6. It is contended on behalf of the appellant that since there is a stay of encashing bank guarantee granted by the High Court till the disposal of the stay application by the Commissioner (Appeals) and since the Commissioner (Appeals) has wrongly dismissed the stay application along with the appeal on the ground that appeal is not maintainable, the appellant is entitled to be put back to his original position at the time of Commissioner passing the impugned order, which is being set aside by this Tribunal. Reliance was placed by the learned Counsel on a decision of the Bombay High Court in Mahindra & Mahindra Ltd, v. UOl – 1992 (59) E.L.T. 505 in support of his above contention. On the other hand, the learned DR would submit that no such relief can be granted by this Tribunal since the stay application before this Tribunal has become infractuous on the revenue encashing the bank guarantee on 2-9-2002. He submits that there is no justification for directing the Revenue to pay back the amount to the assessee even if the order passed by the Commissioner (Appeals) is unsustainable in law.

7. We are not inclined to accept the objection raised on behalf of the Revenue. In the above mentioned decision of the Bombay High Court, it was held that the Department could not have encashed the bank guarantee before the expiry of statutory period of three months for filing the appeal. After holding that such an action is highly improper the Court directed to pay back the entire amount recovered by encashing bank guarantee to the assessee with a further direction to the assessee to execute a bank guarantee in favour of the Collector of Central Excise for the amount impugned.
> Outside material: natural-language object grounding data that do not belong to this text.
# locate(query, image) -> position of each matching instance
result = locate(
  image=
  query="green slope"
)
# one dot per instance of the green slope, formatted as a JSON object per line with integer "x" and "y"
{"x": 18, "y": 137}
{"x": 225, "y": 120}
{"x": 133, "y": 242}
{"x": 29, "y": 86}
It was held that the bank guarantee will continue untill the disposal of the stay application by the Tribunal. In the present case the Hon’ble High Court of Delhi directed that the bank guarantee shall not be encashed till orders are passed by the Commissioner (Appeals) on the stay application. As mentioned earlier the stay application was dismissed by the Commissioner (Appeals) along with the appeal on the ground that the appeal is not maintainable. Since we are holding that the above action of the Commissioner (Appeals) is illegal and untenable in law, we direct the Revenue to refund the amount received by way of encashment of the bank guarantee to the assessee within a period of two weeks. There would be a further direction to the assessee that it shall furnish a bank guarantee for the same amount in favour of the Revenue within a period of one week from the date of receipt of the amount. Thereafter both the parties will be bound by the direction given by the Hon’ble High Court in its order dated 23-7-2002, namely, that the interim order of stay given by the High Court will be in force till the Commissioner (Appeals) takes final decision in the application for stay.

8. The application for stay and the appeal are disposed of as above.